A space such as the one I have created permits both children and adults to learn about plants and how they benefit the environment. The totality of the garden project has been built and designed with many distinctive, yet cohesive parts.
In the garden space, the perimeter portion of the garden (which consists of the numerous stepped planting boxes seen below), will permit children to learn about how pollinator plants and native plants are crucial to maintaining the balance in any ecosystem. The pollinator portion of the garden will help to stabilize and balance the local environment, leading to the plants in the surrounding areas to thrive. This is because attracting a greater amount of pollinators to the area is going to allow those same pollinators to help the native plants produce and reproduce seeds, continuing the life cycle of local plants. Without sufficient pollinators, the native and interior garden plants would be unable to thrive and reproduce, causing the plants to essentially die. The role of native and interior garden plants is to provide excess nectar and pollen to the pollinators, resulting in the local native plants that require less resources be able to thrive. Native plants also help stabilize the environment as they contribute to healthy air quality and prevent run-off. Overall, in having the pollinator portion of the garden, children can learn not only about the concepts above, but also about the basic level of gardening and food systems, as it serves as an introduction to teach about crops and/or how pollen affects the growth system of more than just our local native plants. That said, my prior idea for an educational garden was not only to create a standard perimeter pollinator garden, but also to create an interior sensory garden.

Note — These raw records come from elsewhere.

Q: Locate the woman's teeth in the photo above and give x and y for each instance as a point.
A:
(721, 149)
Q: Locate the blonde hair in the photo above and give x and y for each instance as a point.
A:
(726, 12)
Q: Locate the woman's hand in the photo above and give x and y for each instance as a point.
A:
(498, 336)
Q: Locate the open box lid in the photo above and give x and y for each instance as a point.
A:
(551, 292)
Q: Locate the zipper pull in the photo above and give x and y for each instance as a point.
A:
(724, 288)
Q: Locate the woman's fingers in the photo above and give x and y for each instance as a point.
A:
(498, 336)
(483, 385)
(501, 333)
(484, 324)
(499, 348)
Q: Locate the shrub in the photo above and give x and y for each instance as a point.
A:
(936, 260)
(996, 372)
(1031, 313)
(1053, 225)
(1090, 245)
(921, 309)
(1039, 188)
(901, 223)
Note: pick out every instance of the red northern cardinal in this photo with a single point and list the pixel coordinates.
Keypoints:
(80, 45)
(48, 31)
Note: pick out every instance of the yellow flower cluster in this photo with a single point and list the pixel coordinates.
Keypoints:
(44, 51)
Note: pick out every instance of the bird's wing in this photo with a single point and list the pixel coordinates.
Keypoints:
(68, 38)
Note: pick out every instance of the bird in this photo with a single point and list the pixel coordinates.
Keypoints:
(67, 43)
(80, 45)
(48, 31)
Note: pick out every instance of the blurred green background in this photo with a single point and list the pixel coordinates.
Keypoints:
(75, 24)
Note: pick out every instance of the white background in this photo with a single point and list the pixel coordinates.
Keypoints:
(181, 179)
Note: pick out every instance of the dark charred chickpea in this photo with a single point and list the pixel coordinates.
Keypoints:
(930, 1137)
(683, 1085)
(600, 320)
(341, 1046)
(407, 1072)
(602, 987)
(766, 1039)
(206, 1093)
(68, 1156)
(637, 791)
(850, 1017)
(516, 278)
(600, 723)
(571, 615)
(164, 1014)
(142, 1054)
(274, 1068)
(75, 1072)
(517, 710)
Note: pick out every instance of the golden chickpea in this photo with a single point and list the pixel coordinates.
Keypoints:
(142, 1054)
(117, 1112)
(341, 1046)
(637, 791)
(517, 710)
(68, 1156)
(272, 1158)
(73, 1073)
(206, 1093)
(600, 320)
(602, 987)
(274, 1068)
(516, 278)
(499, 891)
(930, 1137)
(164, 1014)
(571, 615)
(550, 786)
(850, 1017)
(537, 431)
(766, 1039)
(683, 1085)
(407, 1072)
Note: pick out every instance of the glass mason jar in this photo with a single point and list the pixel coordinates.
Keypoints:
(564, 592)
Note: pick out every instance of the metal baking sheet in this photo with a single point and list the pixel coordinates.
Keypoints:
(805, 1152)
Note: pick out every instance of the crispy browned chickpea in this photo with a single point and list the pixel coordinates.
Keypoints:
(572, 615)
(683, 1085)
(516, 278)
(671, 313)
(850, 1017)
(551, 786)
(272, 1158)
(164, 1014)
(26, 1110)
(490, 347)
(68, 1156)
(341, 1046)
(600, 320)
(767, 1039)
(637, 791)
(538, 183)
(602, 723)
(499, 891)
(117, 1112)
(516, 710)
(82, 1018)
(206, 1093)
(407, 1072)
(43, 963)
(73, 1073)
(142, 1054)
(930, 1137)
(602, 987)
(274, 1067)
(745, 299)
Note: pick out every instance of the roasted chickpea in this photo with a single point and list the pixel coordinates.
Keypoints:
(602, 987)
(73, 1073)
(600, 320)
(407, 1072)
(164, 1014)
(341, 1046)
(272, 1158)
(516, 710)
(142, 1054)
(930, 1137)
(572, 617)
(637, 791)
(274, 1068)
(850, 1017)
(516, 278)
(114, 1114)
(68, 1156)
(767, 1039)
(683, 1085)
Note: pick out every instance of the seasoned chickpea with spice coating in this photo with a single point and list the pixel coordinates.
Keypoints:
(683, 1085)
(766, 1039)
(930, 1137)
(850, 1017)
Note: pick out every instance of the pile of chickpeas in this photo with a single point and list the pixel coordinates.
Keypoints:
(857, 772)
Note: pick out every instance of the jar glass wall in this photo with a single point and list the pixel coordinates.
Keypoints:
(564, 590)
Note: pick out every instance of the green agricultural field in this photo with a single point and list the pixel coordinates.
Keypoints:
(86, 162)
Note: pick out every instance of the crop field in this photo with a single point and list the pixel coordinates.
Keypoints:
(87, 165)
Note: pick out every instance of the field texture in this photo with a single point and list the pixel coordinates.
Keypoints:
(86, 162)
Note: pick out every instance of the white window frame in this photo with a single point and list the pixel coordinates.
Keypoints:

The interior sensory garden portion of the garden is where one’s senses can be stimulated and exercised, allowing for a more personal experience. In this part of the garden (primarily the four interior planting boxes and arbor seen in the photos below), you are not restricted to just looking (various plantings and a wind-spinner), but you are feeling (the texture of diverse plantings), smelling (the aromas of diverse plantings), and even hearing (via the use of varied materials used for the walking areas and windchimes hanging from the arbor). For visiting children, the sensory garden is a tool to experience the physical/non-virtual world with a number of their senses, while also spending time outside the constraints of an indoor classroom, or an electronic device. These gardens not only appeal to different senses, but they encourage students to be observant of the elements that the plants and other items in the garden contain. “They help children develop important life skills including emotional regulation and self-reliance.(Austin-Benefits of a Sensory Garden), this article goes in depth to describe how children having a role in the garden helps this development, and how sensory gardens are essential in this. This, along with other factors, such as the fact I am a Girl Scout myself, are the reasons why I am fortunate to have been given a Brownie troop plot to construct, as I created a larger role for them outside the pollinator and sensory garden with the addition of an exterior learning space.
The exterior learning space is forward-looking to the future for use as an area for any troop to pursue any badges and achievements they are working towards, or for any Hastings resident to sit and potentially spend some time learning. This is because (as can be seen in the photos below), the fixed benches create a designated area that mimics a traditional classroom set up. The same fixed benches can be supplemented by two movable benches that will be available for groups as well. Whereas, the full-time educational aspects of the exterior space is designed to be accessible to all who spectate the garden, specifically in the form of an informational kiosk (which will be placed to the right of the fixed benches), as well as a website that will be reachable from a posted QR code inside the kiosk.